Was it style over substance then?
Yes.
Hmm. That certainly was the risk – the presidentialisation of British politics isn’t actually desirable after all. I haven’t yet watched it, but most of the accounts I heard suggested that Clegg walked it. With that being true, this result is an absolute bombshell:
johnrentoul ComRes/ITV: CON 36 (-3), LDEM 35 (+14), LAB 24 (-3) But note polling among 4,000 people who watched the debate with view to being asked opn
The rider underneath is extremely important but this result has still already acted as a nuclear explosion underneath a campaign which hadn’t fired even the parties’ bases up.

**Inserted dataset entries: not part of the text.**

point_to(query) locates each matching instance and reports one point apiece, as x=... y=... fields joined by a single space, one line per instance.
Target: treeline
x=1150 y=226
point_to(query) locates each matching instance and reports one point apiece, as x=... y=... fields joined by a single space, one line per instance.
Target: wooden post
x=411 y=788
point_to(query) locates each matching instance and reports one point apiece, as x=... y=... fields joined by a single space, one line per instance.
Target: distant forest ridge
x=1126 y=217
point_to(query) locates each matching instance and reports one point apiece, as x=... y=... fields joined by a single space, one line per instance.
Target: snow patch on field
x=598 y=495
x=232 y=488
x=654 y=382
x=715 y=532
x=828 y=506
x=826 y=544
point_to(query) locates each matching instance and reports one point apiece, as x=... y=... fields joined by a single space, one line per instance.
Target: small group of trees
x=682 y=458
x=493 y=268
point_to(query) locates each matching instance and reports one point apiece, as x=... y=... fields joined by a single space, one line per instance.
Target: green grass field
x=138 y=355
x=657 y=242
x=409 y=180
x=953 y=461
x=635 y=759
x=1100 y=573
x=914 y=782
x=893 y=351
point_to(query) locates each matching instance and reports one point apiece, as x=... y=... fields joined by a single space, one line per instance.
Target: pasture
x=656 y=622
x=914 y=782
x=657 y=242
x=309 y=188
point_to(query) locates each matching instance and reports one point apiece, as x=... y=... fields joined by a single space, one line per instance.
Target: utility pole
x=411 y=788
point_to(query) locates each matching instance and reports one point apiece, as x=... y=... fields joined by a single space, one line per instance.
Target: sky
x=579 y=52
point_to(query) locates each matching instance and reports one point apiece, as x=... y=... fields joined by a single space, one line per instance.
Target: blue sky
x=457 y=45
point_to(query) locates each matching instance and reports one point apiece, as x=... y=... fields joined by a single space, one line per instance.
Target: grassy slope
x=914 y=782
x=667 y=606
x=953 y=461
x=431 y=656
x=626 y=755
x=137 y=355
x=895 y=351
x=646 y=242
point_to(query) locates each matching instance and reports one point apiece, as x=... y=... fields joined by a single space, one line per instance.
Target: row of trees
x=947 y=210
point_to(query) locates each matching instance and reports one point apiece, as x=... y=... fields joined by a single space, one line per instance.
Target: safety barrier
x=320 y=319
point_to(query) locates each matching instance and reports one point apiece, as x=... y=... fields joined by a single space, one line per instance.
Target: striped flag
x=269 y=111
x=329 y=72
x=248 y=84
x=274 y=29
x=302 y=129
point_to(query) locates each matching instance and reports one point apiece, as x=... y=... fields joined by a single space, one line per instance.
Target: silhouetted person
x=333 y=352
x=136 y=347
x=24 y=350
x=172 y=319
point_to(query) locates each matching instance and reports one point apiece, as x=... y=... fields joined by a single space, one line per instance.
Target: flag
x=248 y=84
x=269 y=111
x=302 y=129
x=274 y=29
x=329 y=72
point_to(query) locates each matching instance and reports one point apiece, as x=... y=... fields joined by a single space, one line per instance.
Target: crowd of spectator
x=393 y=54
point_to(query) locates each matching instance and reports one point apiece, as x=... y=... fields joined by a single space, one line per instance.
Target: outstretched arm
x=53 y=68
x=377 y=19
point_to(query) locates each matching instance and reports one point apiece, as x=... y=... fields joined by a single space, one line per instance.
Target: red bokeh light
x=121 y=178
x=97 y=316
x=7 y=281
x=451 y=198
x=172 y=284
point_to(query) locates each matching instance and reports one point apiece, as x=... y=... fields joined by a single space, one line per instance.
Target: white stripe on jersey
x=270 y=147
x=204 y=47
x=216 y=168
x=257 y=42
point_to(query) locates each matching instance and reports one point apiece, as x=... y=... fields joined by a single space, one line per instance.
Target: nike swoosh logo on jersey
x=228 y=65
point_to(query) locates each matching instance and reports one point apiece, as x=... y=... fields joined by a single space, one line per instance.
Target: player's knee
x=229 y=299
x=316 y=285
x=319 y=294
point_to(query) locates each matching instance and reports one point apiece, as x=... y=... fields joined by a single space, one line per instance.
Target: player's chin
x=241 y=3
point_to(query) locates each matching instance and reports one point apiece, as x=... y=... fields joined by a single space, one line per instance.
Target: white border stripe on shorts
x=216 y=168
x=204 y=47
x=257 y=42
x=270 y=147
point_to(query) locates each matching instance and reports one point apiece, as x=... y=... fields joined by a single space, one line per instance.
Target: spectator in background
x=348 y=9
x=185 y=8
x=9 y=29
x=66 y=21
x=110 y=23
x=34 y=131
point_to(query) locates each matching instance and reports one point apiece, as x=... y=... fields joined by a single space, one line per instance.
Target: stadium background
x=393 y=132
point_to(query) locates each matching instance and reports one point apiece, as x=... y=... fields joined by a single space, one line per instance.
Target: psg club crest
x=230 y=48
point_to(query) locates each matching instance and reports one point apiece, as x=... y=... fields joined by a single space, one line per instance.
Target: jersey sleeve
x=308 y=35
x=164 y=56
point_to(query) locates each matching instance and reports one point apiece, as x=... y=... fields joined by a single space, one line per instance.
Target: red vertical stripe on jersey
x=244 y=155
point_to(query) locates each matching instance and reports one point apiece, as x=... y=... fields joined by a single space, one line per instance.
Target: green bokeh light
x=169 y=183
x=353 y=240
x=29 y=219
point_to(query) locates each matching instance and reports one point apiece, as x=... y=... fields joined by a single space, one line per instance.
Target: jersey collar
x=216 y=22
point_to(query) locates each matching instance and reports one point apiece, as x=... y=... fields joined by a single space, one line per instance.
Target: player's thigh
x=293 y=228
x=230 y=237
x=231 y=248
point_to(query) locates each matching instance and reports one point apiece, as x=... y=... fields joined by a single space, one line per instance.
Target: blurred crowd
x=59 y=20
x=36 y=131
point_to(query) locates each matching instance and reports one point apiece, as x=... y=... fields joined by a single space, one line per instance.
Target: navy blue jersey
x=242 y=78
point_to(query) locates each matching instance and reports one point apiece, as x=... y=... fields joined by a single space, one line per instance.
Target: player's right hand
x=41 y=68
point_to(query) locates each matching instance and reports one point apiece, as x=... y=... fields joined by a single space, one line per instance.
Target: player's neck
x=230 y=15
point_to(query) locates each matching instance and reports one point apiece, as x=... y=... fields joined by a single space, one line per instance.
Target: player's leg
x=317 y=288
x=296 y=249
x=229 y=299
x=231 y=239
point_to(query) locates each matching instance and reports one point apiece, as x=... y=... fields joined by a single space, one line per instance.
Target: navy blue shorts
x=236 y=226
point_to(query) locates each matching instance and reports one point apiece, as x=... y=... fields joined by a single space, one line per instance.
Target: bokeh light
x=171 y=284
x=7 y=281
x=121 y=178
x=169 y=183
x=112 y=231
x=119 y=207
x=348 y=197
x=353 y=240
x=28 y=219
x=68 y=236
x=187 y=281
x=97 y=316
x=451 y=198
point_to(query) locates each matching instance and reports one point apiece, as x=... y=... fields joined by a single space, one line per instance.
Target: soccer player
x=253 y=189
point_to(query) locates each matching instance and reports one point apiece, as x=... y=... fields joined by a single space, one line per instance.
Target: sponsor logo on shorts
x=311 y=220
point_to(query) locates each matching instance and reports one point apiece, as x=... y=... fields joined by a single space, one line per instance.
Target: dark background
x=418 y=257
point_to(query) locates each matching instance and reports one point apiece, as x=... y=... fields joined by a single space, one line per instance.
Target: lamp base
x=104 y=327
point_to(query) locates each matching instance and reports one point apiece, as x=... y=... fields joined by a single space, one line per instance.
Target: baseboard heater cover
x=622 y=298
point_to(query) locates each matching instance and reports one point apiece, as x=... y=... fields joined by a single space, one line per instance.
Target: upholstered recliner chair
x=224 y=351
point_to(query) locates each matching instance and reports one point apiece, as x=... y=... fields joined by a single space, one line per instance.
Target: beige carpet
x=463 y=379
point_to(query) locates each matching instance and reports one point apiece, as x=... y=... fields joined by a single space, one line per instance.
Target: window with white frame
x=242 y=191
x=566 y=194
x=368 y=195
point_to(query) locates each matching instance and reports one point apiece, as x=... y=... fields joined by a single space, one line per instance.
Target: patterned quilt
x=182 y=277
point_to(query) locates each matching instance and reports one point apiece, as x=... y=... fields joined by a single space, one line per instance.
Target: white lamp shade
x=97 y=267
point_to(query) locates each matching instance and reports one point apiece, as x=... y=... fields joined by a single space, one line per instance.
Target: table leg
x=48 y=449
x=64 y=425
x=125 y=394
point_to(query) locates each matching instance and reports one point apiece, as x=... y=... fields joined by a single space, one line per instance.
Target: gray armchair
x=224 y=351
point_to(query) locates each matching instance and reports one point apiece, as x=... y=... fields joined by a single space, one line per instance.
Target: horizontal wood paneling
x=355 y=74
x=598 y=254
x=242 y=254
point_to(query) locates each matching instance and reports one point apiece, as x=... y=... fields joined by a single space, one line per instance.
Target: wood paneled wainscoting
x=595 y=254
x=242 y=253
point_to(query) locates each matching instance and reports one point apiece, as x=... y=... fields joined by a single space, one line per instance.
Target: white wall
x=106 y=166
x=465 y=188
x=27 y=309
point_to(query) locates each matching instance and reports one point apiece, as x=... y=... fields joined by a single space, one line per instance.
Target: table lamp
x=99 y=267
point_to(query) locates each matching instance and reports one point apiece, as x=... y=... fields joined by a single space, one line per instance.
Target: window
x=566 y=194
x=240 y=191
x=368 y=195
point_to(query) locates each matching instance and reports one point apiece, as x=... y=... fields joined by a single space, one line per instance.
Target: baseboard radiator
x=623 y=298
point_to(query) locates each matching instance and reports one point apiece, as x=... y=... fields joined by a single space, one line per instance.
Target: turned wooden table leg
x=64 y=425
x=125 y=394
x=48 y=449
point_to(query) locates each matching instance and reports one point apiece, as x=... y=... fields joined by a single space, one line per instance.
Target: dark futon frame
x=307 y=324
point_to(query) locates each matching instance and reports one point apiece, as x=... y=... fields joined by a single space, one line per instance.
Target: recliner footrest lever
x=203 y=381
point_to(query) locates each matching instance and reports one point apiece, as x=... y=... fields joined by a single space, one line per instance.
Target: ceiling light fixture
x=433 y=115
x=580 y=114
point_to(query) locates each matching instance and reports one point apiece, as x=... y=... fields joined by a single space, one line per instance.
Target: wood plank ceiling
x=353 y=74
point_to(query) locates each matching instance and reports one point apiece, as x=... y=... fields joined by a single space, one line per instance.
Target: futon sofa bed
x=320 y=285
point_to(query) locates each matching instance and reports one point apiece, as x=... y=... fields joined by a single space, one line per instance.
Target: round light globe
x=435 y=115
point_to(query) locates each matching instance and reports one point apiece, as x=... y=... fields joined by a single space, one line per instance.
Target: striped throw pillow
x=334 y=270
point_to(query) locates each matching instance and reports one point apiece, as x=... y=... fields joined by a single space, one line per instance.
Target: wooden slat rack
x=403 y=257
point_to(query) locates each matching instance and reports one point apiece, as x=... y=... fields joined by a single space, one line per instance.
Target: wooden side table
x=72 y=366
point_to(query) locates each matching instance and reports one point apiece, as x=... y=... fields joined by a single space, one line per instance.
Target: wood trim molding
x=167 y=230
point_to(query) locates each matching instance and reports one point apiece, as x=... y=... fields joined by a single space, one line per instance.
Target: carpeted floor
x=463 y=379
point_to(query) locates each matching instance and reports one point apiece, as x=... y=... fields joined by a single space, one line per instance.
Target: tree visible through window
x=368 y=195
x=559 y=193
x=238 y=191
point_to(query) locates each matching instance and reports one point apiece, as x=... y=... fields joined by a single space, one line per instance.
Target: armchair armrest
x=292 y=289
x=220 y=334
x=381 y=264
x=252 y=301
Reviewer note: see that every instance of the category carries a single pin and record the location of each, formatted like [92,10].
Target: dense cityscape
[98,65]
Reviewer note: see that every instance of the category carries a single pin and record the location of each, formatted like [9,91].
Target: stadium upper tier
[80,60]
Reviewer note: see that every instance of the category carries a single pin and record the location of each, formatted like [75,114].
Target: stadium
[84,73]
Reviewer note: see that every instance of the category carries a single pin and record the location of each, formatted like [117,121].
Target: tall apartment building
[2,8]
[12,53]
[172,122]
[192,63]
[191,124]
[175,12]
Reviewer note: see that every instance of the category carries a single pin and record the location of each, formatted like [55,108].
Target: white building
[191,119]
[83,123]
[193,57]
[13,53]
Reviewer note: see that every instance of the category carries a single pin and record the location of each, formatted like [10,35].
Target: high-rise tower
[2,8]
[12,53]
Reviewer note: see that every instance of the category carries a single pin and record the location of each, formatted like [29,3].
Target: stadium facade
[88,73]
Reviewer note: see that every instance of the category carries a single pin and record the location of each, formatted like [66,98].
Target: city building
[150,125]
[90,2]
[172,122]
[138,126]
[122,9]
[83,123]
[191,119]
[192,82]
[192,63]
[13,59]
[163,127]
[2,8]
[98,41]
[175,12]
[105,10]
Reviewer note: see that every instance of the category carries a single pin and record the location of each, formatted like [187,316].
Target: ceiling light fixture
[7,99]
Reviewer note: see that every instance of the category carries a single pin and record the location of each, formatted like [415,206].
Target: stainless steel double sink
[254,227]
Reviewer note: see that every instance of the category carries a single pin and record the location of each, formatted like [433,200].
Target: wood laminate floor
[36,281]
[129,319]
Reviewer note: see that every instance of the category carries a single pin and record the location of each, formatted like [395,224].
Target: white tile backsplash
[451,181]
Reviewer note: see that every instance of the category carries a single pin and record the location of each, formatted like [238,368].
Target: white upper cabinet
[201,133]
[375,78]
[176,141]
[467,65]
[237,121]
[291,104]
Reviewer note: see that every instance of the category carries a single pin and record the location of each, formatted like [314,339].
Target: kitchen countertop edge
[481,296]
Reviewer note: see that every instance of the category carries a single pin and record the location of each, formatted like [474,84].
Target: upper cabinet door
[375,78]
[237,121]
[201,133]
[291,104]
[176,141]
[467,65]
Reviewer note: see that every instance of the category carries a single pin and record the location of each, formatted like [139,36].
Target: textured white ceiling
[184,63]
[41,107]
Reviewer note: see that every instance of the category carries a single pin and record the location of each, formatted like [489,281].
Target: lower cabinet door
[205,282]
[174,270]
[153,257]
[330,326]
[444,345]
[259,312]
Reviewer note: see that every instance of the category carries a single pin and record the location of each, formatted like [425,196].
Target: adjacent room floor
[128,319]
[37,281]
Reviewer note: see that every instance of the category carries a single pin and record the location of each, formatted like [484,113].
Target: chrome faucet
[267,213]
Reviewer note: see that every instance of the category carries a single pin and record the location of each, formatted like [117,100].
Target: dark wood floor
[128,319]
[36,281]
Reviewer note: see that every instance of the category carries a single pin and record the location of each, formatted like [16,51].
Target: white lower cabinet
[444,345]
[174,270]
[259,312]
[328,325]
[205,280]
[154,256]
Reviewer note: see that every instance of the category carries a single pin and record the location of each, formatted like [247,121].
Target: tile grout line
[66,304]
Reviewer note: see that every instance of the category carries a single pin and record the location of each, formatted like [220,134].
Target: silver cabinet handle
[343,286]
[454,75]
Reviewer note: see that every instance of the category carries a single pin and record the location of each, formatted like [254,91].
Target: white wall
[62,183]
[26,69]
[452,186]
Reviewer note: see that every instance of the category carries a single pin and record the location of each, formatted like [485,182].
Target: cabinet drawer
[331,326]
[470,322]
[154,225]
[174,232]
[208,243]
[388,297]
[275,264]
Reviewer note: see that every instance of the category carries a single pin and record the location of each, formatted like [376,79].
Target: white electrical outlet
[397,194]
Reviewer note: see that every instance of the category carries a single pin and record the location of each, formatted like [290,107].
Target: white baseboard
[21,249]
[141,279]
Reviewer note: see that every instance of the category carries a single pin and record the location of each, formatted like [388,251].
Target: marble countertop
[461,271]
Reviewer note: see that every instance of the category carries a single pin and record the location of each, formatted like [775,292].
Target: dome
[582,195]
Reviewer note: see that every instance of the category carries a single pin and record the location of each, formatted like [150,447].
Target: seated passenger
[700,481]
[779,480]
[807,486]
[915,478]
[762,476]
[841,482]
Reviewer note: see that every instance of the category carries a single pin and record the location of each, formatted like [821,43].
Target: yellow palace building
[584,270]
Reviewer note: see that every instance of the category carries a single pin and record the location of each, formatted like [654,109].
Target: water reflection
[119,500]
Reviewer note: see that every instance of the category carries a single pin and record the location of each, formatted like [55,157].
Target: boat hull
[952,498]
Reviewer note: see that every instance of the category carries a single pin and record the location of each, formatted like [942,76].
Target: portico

It’s true that the first debate didn’t lead to any broader a look at each parties’ policies, that much of the change of opinion appears to be based on non-political, cosmetic issues. But what if this result were even partially replicated across the board? The two ‘big’ parties would finally start having to look at what was driving ‘their’ voters to the Lib Dems, and said constitutional change, parliamentary reform and rollback of the authoritarian project might actually become critical election issues. Particularly so when:
jamesgraham Even with an 11% lead, @LibDems would still have 40 fewer MPs than @UKLabour – #iagreewithnickclegg – desperately need fair votes.
That is so far the most important conclusion to be drawn either from today’s first polling result or last night’s snap polls. First-past-the-post might finally be proven to the majority not to reflect their views fairly. Even if were the only outcome from the first debate, it would have to go down as an unqualified success. Perhaps the argument of style over substance is too simplistic after all.
The Leaders Debate and the Digital Economy Act
Astonishingly the long arm of the #DEAct has affected the digital aftermath of the #leadersdebate last night on ITV1:
ITV has tonight blocked anyone from uploading footage from the Leaders debates to YouTube because it may violate their own copyright.
Instead, viewers are forced to watch clips from ITV’s own archive on YouTube. Even short short clips of several seconds have been taken off.
I’d be interested in someone putting a flattering clip from last night up of Gordon Brown, and then see if material which would be beneficial to the Prime Minister (and to democracy in general) is still banned on ‘copyright’ grounds. The irony would be overwhelming – truly hoist to his own petard.
I didn’t watch it last night, but of course the entire debate is available above. What were your thoughts on the evening’s proceedings? Appalled by the presidentialisation of British politics? Thrilled at Clegg’s performance, which may yet transform the entire contest?